Renaud en roue libre

Libération

Critique

Echos du festival «Alors… chante» à Montauban.

par Ludovic Perrin, Montauban, envoyé spécial.

publié le 6 juin 2000 à 1h23

Montauban rénove ses fondations du XIIe siècle en même temps que son festival francophone gagne en ampleur. Depuis la venue de Juliette Gréco en 1986, «Alors… chante» est devenu une manifestation incontournable pour qui veut connaître la chanson. En quinze ans, Léo Ferré, Georges Moustaki, Charles Trenet, Pierre Perret ont contribué à sa reconnaissance. Aujourd’hui, avec 25 000 entrées en cinq jours (du 30 mai au 3 juin) et un budget nettement inférieur à ceux des Francofolies de La Rochelle et du Printemps de Bourges (3,5 millions de francs), ce rendez-vous n’entend pas se mesurer à ses grands frères, mais rivalise par la cohérence d’une programmation qui se situe dans le juste équilibre entre têtes d’affiche (Cabrel, Lavilliers, Renaud, Murat, Fersen, La Tordue, Paris-Combo) et nouveaux espoirs (Thibaud Couturier, Agnès Bihl, Flor del Fango, Tue-Loup, le Soldat inconnu). En tout, une quarantaine d’artistes dont le point commun, assure l’organisateur Jo Masure, «est d’être les créateurs de leurs propres textes et mélodies». Dans une perspective de développement de carrières, deux récompenses sont décernées à des découvertes. En compétition avec six groupes, Daniel Hélin (prix du public, déjà remarqué à Bourges) et Nicolas Jules (prix du jury) se sont produits sous le chapiteau du Magic Mirors. Vaste enceinte dressée sur les berges du Tarn, l’espace Ingres est, lui, avec le théâtre à l’italienne juché sur les hauteurs de la ville, le point d’orgue des concerts.

Beauf

Quelques heures après une prestation intense de Jean-Louis Murat, Renaud apparaît vendredi. Cette apparition s’inscrit dans le déroulement d’une longue tournée en province: 114 concerts depuis octobre 1999. Une mauvaise rumeur se répand sur l’état de santé du gouailleur. Trépignements quelques minutes avant son entrée en scène sur une version raï d’Hexagone. Visage grimé de poupée, boursouflé, voûté, Renaud est sobrement vêtu d’un pantalon et d’une chemise sombre sur laquelle un accordéon est dessiné. Accompagné de Jean-Pierre Bucolo à la guitare et d’Alain Lanty aux piano et claviers, il revisite vingt-cinq ans de répertoire. La voix est très fausse et, durant les intermèdes, les blagues sur le foot, les pédés, les boudins abondent. Le chanteur se confond de plus en plus avec les travers beaufs de sa petite comédie humaine. Glissement vulgaire, dégoût de soi et tristesse de menhir, puis il se justifie. Celui dont le succès éclata durant le règne mitterrandien se défend de toute connivence avec l’ancien président de la République. Le public n’est pas dupe, mais soutient avec ferveur son artiste. A l’heure des rappels, il confie: «J’ai une bonne et une mauvaise nouvelle. La bonne: un album est prêt. La mauvaise: c’est un 45 tours.» Il en chante la face B, Elle a vu le loup. «L’album ne devrait pas sortir avant 2018», dit-il dans un demi-sourire. Le but de cette tournée qui se poursuit jusqu’en décembre 2000 est justement de ramener un artiste proche de la cinquantaine vers l’écriture.

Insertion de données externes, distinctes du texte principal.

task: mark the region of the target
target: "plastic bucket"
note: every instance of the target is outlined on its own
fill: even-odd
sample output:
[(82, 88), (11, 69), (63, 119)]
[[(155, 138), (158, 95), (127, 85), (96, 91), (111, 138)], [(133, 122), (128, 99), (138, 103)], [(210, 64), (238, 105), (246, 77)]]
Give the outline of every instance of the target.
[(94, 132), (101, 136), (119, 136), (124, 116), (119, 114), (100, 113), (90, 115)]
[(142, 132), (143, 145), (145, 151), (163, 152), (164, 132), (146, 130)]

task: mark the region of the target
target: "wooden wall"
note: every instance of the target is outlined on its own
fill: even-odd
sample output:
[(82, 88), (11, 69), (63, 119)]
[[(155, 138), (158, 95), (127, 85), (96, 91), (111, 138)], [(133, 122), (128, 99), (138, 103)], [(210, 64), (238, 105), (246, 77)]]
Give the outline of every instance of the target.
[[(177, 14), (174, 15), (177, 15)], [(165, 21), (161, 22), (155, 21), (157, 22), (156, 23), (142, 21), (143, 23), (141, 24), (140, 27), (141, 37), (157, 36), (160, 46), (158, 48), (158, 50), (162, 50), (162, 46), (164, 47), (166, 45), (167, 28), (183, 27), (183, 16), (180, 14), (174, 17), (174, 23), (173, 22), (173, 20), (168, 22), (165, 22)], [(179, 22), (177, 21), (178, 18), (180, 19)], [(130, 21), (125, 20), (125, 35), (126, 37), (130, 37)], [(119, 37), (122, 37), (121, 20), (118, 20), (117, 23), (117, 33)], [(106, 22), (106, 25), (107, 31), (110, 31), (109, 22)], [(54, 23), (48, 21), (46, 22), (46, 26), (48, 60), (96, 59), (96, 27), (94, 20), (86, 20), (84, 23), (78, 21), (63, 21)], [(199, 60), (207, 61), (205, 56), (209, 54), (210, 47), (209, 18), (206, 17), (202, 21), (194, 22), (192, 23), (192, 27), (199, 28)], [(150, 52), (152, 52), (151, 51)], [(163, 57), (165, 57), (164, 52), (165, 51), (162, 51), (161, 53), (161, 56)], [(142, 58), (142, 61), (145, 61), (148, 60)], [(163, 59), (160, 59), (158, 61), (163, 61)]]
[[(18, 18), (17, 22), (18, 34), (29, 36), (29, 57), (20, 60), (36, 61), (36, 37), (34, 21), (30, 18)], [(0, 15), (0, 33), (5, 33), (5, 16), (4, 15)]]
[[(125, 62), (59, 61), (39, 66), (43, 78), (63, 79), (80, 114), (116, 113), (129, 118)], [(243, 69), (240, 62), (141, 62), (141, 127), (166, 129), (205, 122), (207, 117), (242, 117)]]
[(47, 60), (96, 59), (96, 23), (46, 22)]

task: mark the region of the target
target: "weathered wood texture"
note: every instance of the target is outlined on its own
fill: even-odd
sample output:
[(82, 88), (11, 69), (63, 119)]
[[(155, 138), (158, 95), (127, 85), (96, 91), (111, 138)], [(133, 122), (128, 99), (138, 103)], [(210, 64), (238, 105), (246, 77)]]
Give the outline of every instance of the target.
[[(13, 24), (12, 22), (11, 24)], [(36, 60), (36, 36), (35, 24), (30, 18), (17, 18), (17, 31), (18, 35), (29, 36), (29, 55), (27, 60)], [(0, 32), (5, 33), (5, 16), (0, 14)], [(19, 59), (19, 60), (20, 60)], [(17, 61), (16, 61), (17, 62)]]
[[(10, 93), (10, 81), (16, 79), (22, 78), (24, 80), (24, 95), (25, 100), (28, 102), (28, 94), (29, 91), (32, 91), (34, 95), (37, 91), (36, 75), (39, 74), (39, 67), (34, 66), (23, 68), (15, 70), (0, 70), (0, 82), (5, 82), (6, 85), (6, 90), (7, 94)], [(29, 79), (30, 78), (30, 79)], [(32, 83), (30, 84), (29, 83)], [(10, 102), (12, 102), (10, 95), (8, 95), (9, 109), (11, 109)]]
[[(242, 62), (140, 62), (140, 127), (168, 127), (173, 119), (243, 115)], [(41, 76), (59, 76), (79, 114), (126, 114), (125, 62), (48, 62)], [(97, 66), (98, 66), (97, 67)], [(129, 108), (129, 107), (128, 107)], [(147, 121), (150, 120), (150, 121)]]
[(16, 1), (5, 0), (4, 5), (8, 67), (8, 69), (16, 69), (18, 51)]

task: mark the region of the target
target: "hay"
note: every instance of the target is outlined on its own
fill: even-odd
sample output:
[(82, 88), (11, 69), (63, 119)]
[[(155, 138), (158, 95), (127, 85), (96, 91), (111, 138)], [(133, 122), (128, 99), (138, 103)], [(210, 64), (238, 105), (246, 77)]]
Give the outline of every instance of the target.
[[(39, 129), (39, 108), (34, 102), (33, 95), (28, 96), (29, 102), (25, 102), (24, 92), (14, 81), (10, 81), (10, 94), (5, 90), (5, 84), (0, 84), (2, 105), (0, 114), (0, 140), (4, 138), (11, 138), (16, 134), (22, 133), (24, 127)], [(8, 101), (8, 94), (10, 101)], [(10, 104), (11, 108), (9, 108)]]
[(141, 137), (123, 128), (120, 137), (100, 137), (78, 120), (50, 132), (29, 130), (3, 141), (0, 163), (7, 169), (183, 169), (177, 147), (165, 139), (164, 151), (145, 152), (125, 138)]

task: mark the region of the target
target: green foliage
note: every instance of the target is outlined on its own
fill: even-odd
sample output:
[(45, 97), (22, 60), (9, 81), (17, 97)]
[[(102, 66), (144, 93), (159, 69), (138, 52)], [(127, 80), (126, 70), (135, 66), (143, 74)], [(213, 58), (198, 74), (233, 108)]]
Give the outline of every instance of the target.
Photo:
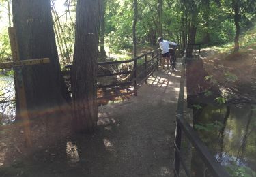
[(227, 101), (225, 97), (216, 97), (214, 100), (219, 104), (224, 104)]
[(227, 82), (234, 82), (238, 80), (238, 77), (230, 72), (225, 73), (225, 76)]
[(7, 27), (0, 33), (0, 62), (10, 61), (12, 56)]
[(195, 104), (193, 105), (194, 109), (200, 110), (203, 108), (203, 107), (199, 104)]
[(233, 177), (255, 177), (256, 172), (248, 167), (238, 167), (233, 165), (227, 167), (226, 169)]
[(210, 96), (212, 95), (212, 92), (211, 91), (207, 90), (207, 91), (205, 91), (204, 95), (205, 97), (208, 97), (208, 96)]

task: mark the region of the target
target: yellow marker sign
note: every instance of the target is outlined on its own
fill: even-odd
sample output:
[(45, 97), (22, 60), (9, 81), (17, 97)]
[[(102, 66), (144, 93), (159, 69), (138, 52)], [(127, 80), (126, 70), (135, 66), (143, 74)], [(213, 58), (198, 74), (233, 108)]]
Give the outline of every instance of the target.
[(24, 60), (18, 61), (14, 62), (5, 62), (0, 63), (0, 69), (9, 69), (14, 67), (20, 67), (24, 65), (32, 65), (38, 64), (44, 64), (50, 62), (48, 58), (38, 59), (31, 59), (31, 60)]
[(16, 84), (17, 86), (17, 95), (20, 105), (20, 116), (23, 120), (23, 125), (25, 131), (25, 139), (27, 145), (32, 146), (32, 140), (30, 130), (30, 120), (29, 112), (27, 108), (26, 95), (24, 90), (24, 84), (22, 76), (22, 68), (23, 65), (32, 65), (38, 64), (44, 64), (50, 62), (48, 58), (36, 59), (29, 60), (21, 60), (18, 52), (18, 45), (16, 35), (15, 29), (13, 27), (8, 28), (10, 43), (11, 44), (12, 56), (13, 62), (6, 62), (0, 63), (0, 69), (8, 69), (14, 67), (14, 75)]

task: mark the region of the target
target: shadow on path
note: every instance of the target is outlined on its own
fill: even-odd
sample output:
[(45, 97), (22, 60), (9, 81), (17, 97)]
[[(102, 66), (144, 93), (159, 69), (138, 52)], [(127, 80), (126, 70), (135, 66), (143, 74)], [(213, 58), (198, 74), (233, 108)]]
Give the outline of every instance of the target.
[(92, 135), (60, 140), (0, 176), (173, 176), (180, 65), (175, 73), (159, 67), (138, 96), (99, 107)]

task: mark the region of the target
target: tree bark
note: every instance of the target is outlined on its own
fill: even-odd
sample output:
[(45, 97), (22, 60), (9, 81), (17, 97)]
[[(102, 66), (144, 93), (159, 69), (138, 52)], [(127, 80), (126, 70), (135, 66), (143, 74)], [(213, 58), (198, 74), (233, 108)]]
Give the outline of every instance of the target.
[(106, 0), (102, 0), (100, 11), (100, 60), (104, 61), (106, 57), (106, 52), (105, 50), (105, 32), (106, 32)]
[(234, 38), (235, 46), (233, 48), (233, 52), (238, 52), (239, 50), (239, 35), (240, 33), (240, 27), (239, 25), (240, 22), (240, 14), (239, 14), (239, 2), (238, 0), (235, 1), (233, 5), (233, 10), (235, 12), (234, 21), (236, 25), (236, 35)]
[(72, 91), (77, 133), (92, 132), (97, 126), (97, 58), (100, 0), (79, 0), (76, 5)]
[(20, 60), (50, 58), (50, 63), (23, 68), (27, 108), (34, 117), (70, 101), (70, 96), (61, 74), (50, 0), (13, 0), (12, 11)]
[(132, 24), (132, 41), (133, 41), (133, 57), (136, 57), (137, 39), (136, 39), (136, 23), (137, 22), (138, 11), (137, 1), (133, 0), (133, 24)]
[(159, 31), (159, 35), (162, 37), (162, 0), (158, 0), (158, 18), (159, 18), (158, 31)]

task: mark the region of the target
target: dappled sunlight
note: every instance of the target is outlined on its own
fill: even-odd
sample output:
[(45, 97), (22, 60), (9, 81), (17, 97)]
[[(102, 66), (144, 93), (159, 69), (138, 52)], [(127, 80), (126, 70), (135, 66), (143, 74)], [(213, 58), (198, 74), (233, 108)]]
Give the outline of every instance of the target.
[(5, 148), (2, 148), (1, 150), (0, 151), (0, 167), (4, 165), (4, 161), (5, 161), (6, 158), (6, 153), (8, 150), (8, 148), (6, 147), (6, 144), (2, 142), (1, 145)]
[(162, 167), (160, 170), (160, 175), (161, 176), (169, 176), (171, 174), (170, 169), (167, 167)]
[(168, 79), (162, 77), (151, 76), (147, 80), (149, 84), (156, 86), (157, 87), (171, 87), (173, 84), (173, 82), (169, 81)]
[(71, 163), (79, 161), (80, 157), (77, 150), (77, 146), (70, 141), (67, 141), (66, 153), (68, 161)]
[(99, 117), (97, 125), (107, 125), (110, 124), (115, 124), (116, 123), (116, 120), (113, 118), (107, 118), (107, 117)]
[(103, 143), (105, 145), (105, 148), (107, 151), (109, 151), (109, 152), (113, 152), (115, 151), (114, 145), (109, 139), (104, 138)]

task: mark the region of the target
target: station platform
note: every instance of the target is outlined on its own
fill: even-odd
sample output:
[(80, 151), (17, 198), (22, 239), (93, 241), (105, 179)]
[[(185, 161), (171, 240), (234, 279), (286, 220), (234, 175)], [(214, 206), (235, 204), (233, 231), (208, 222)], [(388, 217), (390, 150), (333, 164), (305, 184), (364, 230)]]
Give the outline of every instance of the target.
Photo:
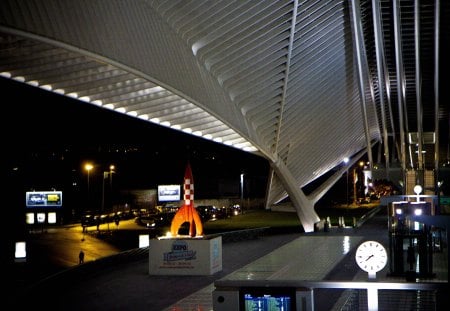
[[(54, 275), (15, 297), (8, 305), (20, 308), (32, 301), (33, 307), (47, 310), (209, 311), (214, 310), (213, 292), (221, 282), (367, 281), (367, 273), (359, 269), (354, 259), (357, 246), (365, 240), (379, 241), (388, 248), (385, 211), (355, 228), (262, 234), (250, 240), (224, 243), (222, 271), (209, 276), (149, 275), (148, 248), (120, 253)], [(448, 286), (447, 265), (446, 251), (433, 254), (435, 276), (428, 281)], [(377, 281), (406, 282), (404, 278), (392, 278), (388, 272), (387, 265), (377, 273)], [(314, 310), (341, 310), (352, 299), (364, 301), (365, 298), (364, 294), (355, 296), (348, 289), (317, 290)], [(386, 292), (380, 295), (381, 299), (380, 306), (388, 308), (380, 310), (430, 310), (428, 307), (433, 305), (433, 301), (426, 300), (432, 297), (423, 296), (423, 308), (416, 305), (411, 309), (409, 306), (417, 302), (417, 297), (404, 292), (400, 296)], [(360, 302), (353, 310), (365, 309)]]

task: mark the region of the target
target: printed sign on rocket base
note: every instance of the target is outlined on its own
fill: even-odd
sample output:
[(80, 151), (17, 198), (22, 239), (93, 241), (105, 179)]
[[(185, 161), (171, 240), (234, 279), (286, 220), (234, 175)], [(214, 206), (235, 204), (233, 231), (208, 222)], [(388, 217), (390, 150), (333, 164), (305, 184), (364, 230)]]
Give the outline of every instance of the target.
[(150, 275), (212, 275), (222, 271), (222, 237), (150, 240)]
[[(222, 271), (222, 237), (203, 235), (201, 218), (194, 207), (194, 178), (191, 166), (184, 174), (183, 205), (176, 212), (170, 235), (149, 243), (150, 275), (211, 275)], [(179, 229), (189, 223), (189, 235)]]

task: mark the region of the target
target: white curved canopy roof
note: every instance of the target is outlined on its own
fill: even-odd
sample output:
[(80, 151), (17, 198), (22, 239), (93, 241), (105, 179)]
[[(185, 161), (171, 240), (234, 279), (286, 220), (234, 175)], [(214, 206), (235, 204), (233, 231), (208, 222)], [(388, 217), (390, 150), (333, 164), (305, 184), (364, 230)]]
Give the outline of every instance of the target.
[(422, 98), (439, 84), (433, 17), (448, 6), (416, 4), (2, 0), (0, 75), (261, 155), (267, 206), (290, 196), (312, 231), (345, 167), (308, 197), (302, 187), (345, 157), (372, 163), (377, 142), (387, 167), (396, 154), (406, 168), (407, 137), (425, 149), (448, 120)]

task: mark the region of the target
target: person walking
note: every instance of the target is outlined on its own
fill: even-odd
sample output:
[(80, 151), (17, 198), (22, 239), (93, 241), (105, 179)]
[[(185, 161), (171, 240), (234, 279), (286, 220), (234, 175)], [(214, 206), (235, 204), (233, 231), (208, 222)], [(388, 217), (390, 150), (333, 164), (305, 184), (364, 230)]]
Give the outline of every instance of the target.
[(82, 263), (84, 263), (84, 252), (83, 252), (83, 250), (80, 250), (80, 253), (78, 254), (78, 258), (79, 258), (79, 263), (80, 263), (80, 265), (82, 264)]

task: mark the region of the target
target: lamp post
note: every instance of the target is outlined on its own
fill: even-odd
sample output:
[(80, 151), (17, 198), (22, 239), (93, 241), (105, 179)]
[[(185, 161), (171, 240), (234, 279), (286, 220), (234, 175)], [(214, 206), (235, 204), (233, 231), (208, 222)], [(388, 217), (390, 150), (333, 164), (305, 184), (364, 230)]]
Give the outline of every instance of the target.
[(241, 208), (242, 213), (244, 213), (244, 174), (241, 174), (240, 185), (241, 185)]
[(88, 179), (87, 179), (87, 186), (88, 186), (88, 193), (87, 193), (87, 206), (88, 206), (88, 208), (90, 208), (90, 185), (89, 185), (89, 179), (90, 179), (90, 172), (91, 172), (91, 170), (94, 168), (94, 166), (91, 164), (91, 163), (87, 163), (85, 166), (84, 166), (84, 169), (88, 172), (88, 174), (87, 174), (87, 177), (88, 177)]
[(102, 180), (102, 213), (105, 209), (105, 179), (109, 176), (109, 188), (110, 188), (110, 194), (112, 192), (112, 174), (114, 173), (115, 166), (110, 165), (109, 171), (103, 172), (103, 180)]
[[(348, 161), (350, 161), (349, 158), (344, 158), (344, 164), (347, 165)], [(347, 200), (347, 207), (348, 207), (348, 166), (347, 166), (347, 171), (345, 172), (345, 186), (346, 186), (346, 190), (345, 190), (345, 196), (346, 196), (346, 200)]]

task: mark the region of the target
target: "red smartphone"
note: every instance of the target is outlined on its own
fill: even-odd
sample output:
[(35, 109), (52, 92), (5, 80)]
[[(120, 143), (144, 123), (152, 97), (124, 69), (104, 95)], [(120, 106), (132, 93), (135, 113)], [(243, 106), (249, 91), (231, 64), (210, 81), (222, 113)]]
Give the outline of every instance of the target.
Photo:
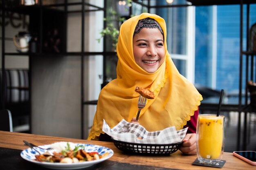
[(251, 165), (256, 166), (255, 151), (234, 151), (233, 155)]

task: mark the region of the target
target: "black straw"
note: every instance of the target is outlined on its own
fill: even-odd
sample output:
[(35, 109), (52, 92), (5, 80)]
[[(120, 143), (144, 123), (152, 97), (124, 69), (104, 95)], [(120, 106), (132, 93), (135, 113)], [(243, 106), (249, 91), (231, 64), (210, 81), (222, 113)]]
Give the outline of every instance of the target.
[(224, 90), (221, 89), (220, 92), (220, 102), (219, 102), (219, 106), (218, 107), (218, 111), (217, 113), (217, 116), (220, 116), (220, 108), (221, 107), (221, 103), (222, 103), (222, 97), (223, 96), (223, 93)]

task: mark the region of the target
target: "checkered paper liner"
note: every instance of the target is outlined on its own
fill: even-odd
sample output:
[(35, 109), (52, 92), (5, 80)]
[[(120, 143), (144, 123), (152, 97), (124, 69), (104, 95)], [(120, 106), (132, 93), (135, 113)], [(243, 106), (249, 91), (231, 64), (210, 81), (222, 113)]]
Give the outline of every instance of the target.
[(162, 130), (148, 132), (143, 126), (122, 119), (110, 129), (104, 119), (102, 130), (114, 140), (136, 144), (170, 144), (182, 141), (188, 128), (176, 130), (175, 126)]

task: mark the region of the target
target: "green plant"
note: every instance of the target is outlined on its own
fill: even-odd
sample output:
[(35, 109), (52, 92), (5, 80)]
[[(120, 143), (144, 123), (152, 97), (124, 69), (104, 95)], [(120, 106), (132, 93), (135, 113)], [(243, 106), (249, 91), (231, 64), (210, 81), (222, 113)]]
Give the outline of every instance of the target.
[[(126, 5), (129, 7), (131, 7), (132, 1), (132, 0), (127, 0)], [(125, 18), (119, 16), (117, 13), (112, 10), (112, 8), (110, 8), (110, 15), (104, 18), (104, 20), (107, 23), (106, 27), (101, 31), (100, 32), (101, 37), (97, 40), (100, 43), (101, 38), (104, 36), (106, 38), (108, 38), (112, 41), (112, 46), (115, 49), (118, 41), (119, 26), (120, 23), (122, 23)]]

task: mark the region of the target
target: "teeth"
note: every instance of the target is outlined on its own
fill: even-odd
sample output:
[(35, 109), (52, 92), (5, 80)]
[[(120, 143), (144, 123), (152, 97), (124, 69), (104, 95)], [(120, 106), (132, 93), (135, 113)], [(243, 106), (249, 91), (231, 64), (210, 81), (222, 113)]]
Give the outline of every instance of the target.
[(146, 63), (149, 63), (149, 64), (152, 64), (152, 63), (155, 63), (155, 62), (156, 62), (156, 61), (147, 61), (147, 60), (144, 60), (143, 62)]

Le lendemain, Francis Cabrel offre un brillant contraste. En clôture du quinzième festival de Montauban, l’invité d’honneur a répété son spectacle dans une formule «réduite»: six musiciens au lieu de dix. Cabrel enchaîne les succès dans un plaisir partagé. Après deux heures de spectacle durant lesquelles il aura coulé deux Brassens, les Passantes et le Gorille, dans ses tempos, l’homme des rencontres d’Astaffort écoute dix «découvertes» le reprendre. Lui qui avoue se méfier des surprises, «qu’elles soient bonnes ou mauvaises», apprécie Nicolas Jules (Mais les matins) et l’ex-Nonnes Troppo, Nery, dans une version dantesque de la Corrida.